Pour Alain Connes, le temps, la mort, sont les formes sensibles -- et donc humaines --, des géométries non commutatives dont il est le spécialiste. Le temps n'existe dans l'univers que parce que les lois employées sont non commutatives. On peut faire (2 + 3) ou (3 + 2) car l'addition est commutative. Tel n'est pas le cas de la soustraction pour laquelle (2 - 3) ne vaut pas (3 - 2). Si l'univers ne reposait que sur l'addition et la multiplication, le temps dans l'univers n'existerait pas. Ainsi ces géométries non commutatives sont-elles à l'origine des brisures de symétries qui ont produit l'univers au tout début, et le fond cosmologique en est la forme thermo-dynamique qui parvient à nos sens et que nous ressentons (le chaud, le froid, le bien-être, le mal-être).
Le fait que le langage repose sur des mots dont on ne peut commuter les lettres, ainsi que des phrases dont on ne peut commuter les mots, nous impose l'idée de temps, mais le temps dans son acception cosmologique.
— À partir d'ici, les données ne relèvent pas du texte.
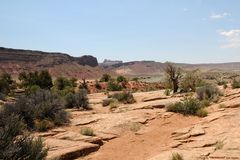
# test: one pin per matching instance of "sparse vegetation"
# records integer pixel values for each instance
(225, 86)
(235, 83)
(64, 86)
(167, 92)
(124, 97)
(121, 79)
(114, 86)
(105, 78)
(190, 81)
(6, 84)
(188, 106)
(37, 109)
(107, 102)
(42, 79)
(219, 145)
(176, 156)
(222, 106)
(15, 143)
(202, 112)
(77, 100)
(98, 85)
(81, 99)
(87, 131)
(135, 127)
(208, 92)
(173, 74)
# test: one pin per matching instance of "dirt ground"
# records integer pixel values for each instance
(146, 131)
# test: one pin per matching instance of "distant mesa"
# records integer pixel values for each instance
(108, 62)
(15, 61)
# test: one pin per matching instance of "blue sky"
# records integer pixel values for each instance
(191, 31)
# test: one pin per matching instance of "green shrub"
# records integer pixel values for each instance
(222, 106)
(43, 125)
(42, 79)
(135, 79)
(70, 100)
(188, 106)
(105, 78)
(6, 84)
(135, 126)
(81, 99)
(42, 105)
(121, 79)
(84, 85)
(77, 100)
(236, 83)
(32, 89)
(225, 86)
(113, 86)
(124, 97)
(191, 81)
(219, 145)
(87, 131)
(208, 92)
(113, 105)
(15, 143)
(98, 85)
(167, 92)
(107, 102)
(177, 156)
(202, 112)
(221, 82)
(205, 103)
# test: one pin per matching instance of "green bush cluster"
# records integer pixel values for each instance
(123, 97)
(87, 131)
(190, 81)
(15, 143)
(208, 92)
(105, 78)
(188, 106)
(114, 86)
(107, 102)
(98, 85)
(42, 79)
(38, 110)
(235, 83)
(6, 84)
(177, 156)
(77, 100)
(63, 86)
(121, 79)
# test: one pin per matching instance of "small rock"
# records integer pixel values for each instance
(175, 144)
(197, 130)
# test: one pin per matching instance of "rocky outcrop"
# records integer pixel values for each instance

On peut donc dire qu'une société humaine qui reposerait sur la perpétuelle addition (ou multiplication) des choses serait une société, elliptiquement, cosmologiquement, morte.

Alain Connes, géométrie non commutative
Vous savez que pour certains physiciens, à un certain niveau quantique, les phénomènes ne sont plus assujettis à la flèche (orientée, non commutative) du temps, et que les expériences d'intrication, à commencer par celle d'Aspect, témoignent de phénomènes déassujettis au temps.

Le fait que le langage repose sur des mots dont on ne peut commuter les lettres, ainsi que des phrases dont on ne peut commuter les mots, nous impose l'idée de temps, mais le temps dans son acception cosmologique.

Non. Le language nous impose la notion d'ordre et d'engendrement ordonné et il ne fait que cela, et sans être obligé de chevaucher de flèche de la temporalité -- ce qui a été dit ne peut pas ne pas avoir été dit ce qui ordonne et restreint le champ des dires tout en causant des engendrements d'autres dires déterminés par le dit premier ; ordre restrictif où le facteur temps n'est introduit qu'artificiellement et comme par parti pris capricieux de la part de qui veut l'y introduire -- et aussi : le physicien français Etienne Klein qui, avec Thibault Damour a beaucoup travaillé sur ces sujets (flèche du temps, géométrie non commutative, etc.) est un grand amateur d'anagrammes qui sont les fruits d'une opération de langage qui accomplit ce que justement vous dites que le langage exclut : des mots ordonnés par des lois de commutation libre, l'engendrement de mots par commutations de lettres prises à un dit posé comme antérieur à l'opération.

L'ordre en question, celui de la spirale rentrante/restrictive du langage peut se passer du temps. Le temps humain s'installe culturellement dans cet ordre mais n'en est pas la condition.

Exemple de langage à rebours de la flèche de la temporalité : la pseudépigraphie -- soit la production d'un écrit faussement ancien.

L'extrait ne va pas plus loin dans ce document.